Trying to score from second on a single to right field from Joc Pederson, Blake Sabol was given an aggressive, two-out green light from third-base coach Mark Hallberg. Tatis has one of the best outfield arms in the game — he owns the hardest-thrown assist on record this season — and showed it off, firing a laser beam to catcher Gary Sanchez that easily beat Sabol to the plate. It was, at least initially, an easy call to make for home plate umpire Quinn Wolcott.
But Giants manager Gabe Kapler conferred with Wolcott and challenged the play. Sanchez was ruled to have blocked Sabol's path to the plate — similar to the play that got an irate Bruce Bochy ejected earlier this week — awarding the Giants their second run and extending the inning. Once play resumed following the approximately five-minute delay, Mike Yastrzemski and J.D. Davis each immediately ripped RBI singles that made it 4-0.
For the third night in a row, the Giants got excellent work from a rookie right-hander to bridge the gap to the later innings. This time, it was Sean Hjelle, who entered in the second after a scoreless first inning from opener Ryan Walker and blanked the Padres for four innings, before handing the lead off to San Francisco's high-leverage arms, Taylor Rogers, Luke Jackson, Tyler Rogers and Camilo Doval, who earned his 20th save, tied with Cincinnati's Alexis Diaz for most in the NL.
Hjelle pumped his fist as he walked off the mound at the end of the fifth inning. He worked himself into trouble, walking the leadoff man and throwing a wild pitch that took away a double play and put two runners in scoring position, but got himself out of it with a strikeout of Tatis. They battled for seven pitches before Hjelle got Tatis to swing through a knuckle curve that needed to be smothered by Sabol, ending the inning and prompting an animated reaction from the 6-foot-11 right-hander.
The Giants also benefitted from an outfield assist of their own, which went down as one of four double plays turned on the evening. After Manny Machado doubled to lead off the fourth inning, he made the third out of the inning at third base attempting to tag up on a shallow pop fly into foul territory. Michael Conforto made the routine play and made a casual toss to cutoff man Brandon Crawford, who still had plenty of time to turn and get the ball to J.D. Davis, who laid the tag on Machado.
Walker and Hjelle each generated double-play ground balls off the bat of Juan Soto in his first two trips to the plate, the first time in his career the Padres slugger had grounded into multiple double plays in a single game. The biggest clutch work came from Jackson, who got Jake Cronenworth to ground into an inning-ending double play in the sixth after allowing the first two batters to reach base.
The Giants have historically crushed Darvish. The 6.26 ERA against them he took into Wednesday night was the highest of any starter since 2012 with at least 10 starts against San Francisco. Seven players in the Giants' starting lineup had previous faced him, combining for a .333 batting average and seven home runs in 69 at-bats.

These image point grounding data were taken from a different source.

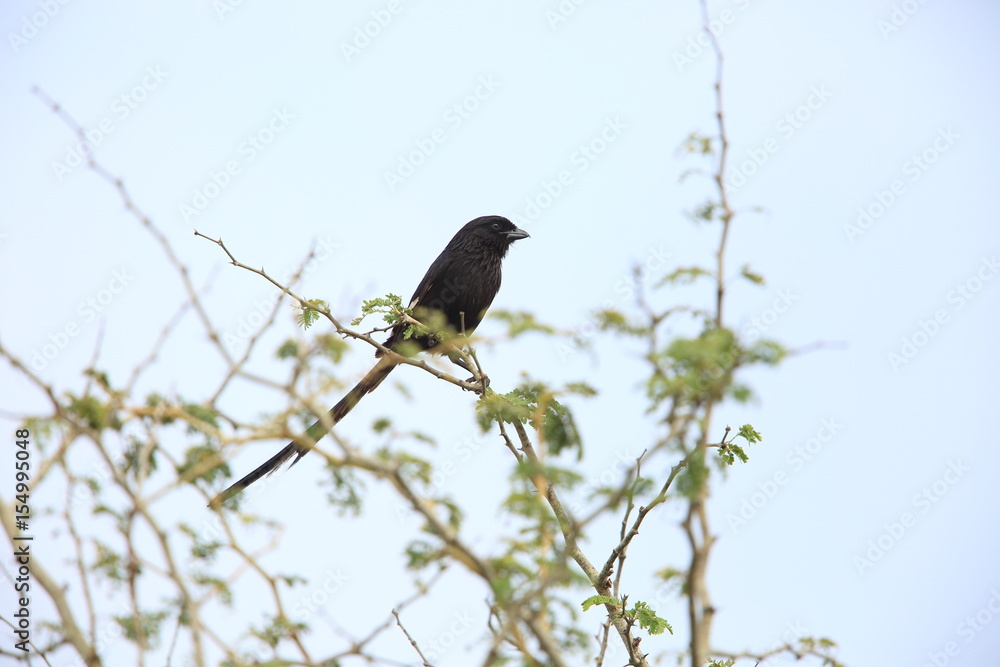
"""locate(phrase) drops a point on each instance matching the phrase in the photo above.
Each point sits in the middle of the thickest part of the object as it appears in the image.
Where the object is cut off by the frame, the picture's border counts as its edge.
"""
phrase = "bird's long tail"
(314, 433)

But it took until the fifth to break through, with the rally started by the two players who had never faced Darvish: Matos, who beat out his second infield single of the game, stole second and scored on Brandon Crawford's sac fly, and Sabol, who recorded a pair of hits against him, a single that set up the pivotal play at the plate and a double the following inning.
The Giants, still, have not scored in the first three innings of any game this series, and have only run run in the first four innings. But, like all their past 10 games, they won nevertheless.